ChatGPT provided appropriate answers from a physician perspective. Patients were also more comfortable with the ChatGPT responses than those from arthroplasty-trained nurses. Inevitably, its successful implementation is dependent on its ability to provide credible information that is consistent with the goals of the physician and patient alike.
ChatGPT(生成式预训练转换器)是一种自然语言人工智能模型,自推出以来,在短短几个月内积累了超过 1 亿用户,因此备受关注。因此,我们旨在比较以下内容:1)骨科医生对全髋关节置换术后最常问患者问题的回答的适当性评估;2)患者对 ChatGPT 和接受过关节置换培训的护士回答其术后问题的回答的评估。
我们前瞻性地创建了 60 个问题,以解决全髋关节置换术后最常问的患者问题。我们从接受过关节置换培训的护士和 ChatGPT-3.5 版本中获得了每个问题的答案。医生根据临床判断对每组回答进行评分,结果为 1)“适当”,2)如果回答包含不适当的信息,则为“不适当”,3)如果回答提供的内容不一致,则为“不可靠”。每位患者都从上述 60 个问题中随机选择一个问题,由 ChatGPT 和接受过关节置换培训的护士回答,使用在我们当地医院托管的 Research Electronic Data Capture 调查。

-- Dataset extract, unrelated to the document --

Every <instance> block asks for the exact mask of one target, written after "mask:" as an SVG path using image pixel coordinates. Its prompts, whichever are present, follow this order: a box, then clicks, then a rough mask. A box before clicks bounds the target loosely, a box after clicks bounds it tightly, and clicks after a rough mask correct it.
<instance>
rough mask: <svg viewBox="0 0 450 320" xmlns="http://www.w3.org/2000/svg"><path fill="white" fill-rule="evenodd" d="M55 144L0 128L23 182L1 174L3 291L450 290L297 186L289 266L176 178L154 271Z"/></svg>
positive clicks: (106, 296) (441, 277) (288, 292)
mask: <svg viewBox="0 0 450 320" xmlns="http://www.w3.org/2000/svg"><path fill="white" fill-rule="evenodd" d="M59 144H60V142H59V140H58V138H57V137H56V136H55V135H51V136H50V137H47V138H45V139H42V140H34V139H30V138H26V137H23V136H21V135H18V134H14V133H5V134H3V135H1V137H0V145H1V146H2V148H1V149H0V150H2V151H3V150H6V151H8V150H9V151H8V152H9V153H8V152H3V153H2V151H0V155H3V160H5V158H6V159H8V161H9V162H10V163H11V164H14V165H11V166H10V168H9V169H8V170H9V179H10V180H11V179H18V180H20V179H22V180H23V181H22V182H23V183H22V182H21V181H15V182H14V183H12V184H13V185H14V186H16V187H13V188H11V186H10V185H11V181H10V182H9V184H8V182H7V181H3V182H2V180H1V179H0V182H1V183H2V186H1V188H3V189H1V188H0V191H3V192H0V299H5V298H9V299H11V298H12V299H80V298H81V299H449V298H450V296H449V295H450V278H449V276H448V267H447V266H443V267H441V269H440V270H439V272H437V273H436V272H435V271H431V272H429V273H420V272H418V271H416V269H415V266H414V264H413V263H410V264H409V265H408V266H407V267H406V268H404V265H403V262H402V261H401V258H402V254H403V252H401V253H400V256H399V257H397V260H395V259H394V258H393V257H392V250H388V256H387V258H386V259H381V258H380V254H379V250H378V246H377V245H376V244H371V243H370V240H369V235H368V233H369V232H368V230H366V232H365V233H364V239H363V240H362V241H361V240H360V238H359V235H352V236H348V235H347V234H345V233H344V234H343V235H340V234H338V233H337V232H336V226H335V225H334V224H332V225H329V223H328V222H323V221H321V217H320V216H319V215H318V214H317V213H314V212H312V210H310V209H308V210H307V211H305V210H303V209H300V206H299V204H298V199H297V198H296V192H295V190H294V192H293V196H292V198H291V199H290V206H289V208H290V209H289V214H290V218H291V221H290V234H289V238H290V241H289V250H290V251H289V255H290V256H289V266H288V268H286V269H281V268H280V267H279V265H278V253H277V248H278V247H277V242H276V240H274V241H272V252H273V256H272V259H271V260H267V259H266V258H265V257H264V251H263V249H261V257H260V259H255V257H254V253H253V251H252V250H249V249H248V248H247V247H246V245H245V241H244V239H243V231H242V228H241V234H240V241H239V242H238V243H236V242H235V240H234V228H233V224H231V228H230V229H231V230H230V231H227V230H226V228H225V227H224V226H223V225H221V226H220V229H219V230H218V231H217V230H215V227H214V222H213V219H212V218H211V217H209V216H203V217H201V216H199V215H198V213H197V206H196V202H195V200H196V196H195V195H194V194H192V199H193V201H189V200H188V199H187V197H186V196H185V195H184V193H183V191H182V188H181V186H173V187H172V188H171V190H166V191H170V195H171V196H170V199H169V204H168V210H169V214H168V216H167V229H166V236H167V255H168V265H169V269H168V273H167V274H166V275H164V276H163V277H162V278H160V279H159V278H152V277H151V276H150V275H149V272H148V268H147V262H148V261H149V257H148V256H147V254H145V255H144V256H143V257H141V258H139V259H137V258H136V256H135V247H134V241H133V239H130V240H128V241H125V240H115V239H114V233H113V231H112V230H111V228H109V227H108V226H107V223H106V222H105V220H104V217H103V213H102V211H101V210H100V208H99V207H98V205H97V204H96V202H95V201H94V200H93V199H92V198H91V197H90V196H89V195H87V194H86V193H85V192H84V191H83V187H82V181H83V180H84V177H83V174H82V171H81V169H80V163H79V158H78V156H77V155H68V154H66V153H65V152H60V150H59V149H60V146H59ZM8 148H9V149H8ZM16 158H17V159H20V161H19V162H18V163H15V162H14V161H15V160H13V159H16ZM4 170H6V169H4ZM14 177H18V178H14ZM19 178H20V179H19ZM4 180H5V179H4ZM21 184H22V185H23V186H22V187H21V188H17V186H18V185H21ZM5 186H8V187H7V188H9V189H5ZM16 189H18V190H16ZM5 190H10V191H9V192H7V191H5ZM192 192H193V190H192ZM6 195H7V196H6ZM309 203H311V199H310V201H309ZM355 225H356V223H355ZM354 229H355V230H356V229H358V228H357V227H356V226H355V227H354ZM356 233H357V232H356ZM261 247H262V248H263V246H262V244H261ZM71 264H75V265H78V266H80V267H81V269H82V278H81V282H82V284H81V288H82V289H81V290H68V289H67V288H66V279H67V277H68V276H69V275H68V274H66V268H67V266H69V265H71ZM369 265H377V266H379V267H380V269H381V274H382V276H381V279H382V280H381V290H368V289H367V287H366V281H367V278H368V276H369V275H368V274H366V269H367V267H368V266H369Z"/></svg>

3 名 fellowship培训的外科医生对 60 个(93.3%)接受过关节置换培训的护士的回答和 57 个(95.0%)ChatGPT 的回答进行了评分,认为是“适当”。在 252 名患者中有 175 名(69.4%)在接受 ChatGPT 回复后感觉更舒适,77 名(30.6%)更喜欢接受过关节置换培训的护士的回复。然而,252 名患者中有 199 名(79.0%)表示,他们对 AI 回答他们的术后问题“不确定”。
从医生的角度来看,ChatGPT 提供了适当的答案。患者也对 ChatGPT 的回复比对接受过关节置换培训的护士的回复更满意。不可避免的是,它的成功实施取决于它提供可信信息的能力,这些信息必须与医生和患者的目标一致。